Naturalmente la “regola di chiarezza” invocata per l’inammissibilità (inammissibilità inventata di sana pianta, ma ormai all’inammissibilità “per previsione di legge” occorre affiancare la categoria dell’inammissibilità “per capriccio del giudice”) discende – se ne può dubitare? – dal sacro “principio costituzionale della ragionevole durata del processo” (regola di chiarezza = ragionevole durata dello sforzo di concentrazione nella lettura del motivo). Ma la sacralità di un tale assioma torna subito però a convivere con l’antiquato principio di economia processuale, evidentemente sottinteso nella scelta di riunire i motivi convergenti.

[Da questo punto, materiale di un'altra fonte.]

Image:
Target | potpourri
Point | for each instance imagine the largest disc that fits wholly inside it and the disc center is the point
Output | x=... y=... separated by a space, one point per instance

È davvero bello vedere il valzer dei principi: quello che serve a fregare l’avvocato (cioè il cittadino che magari aveva ragione, e si è solo rivolto ad un professionista che ha seguito Virgilio Andrioli nella migliore tecnica di attacco alla sentenza d’appello), non vale per chi legge che si concede la prerogativa di farsi accarezzare dal buon senso.
Beninteso se così aggrada, ça va de soi.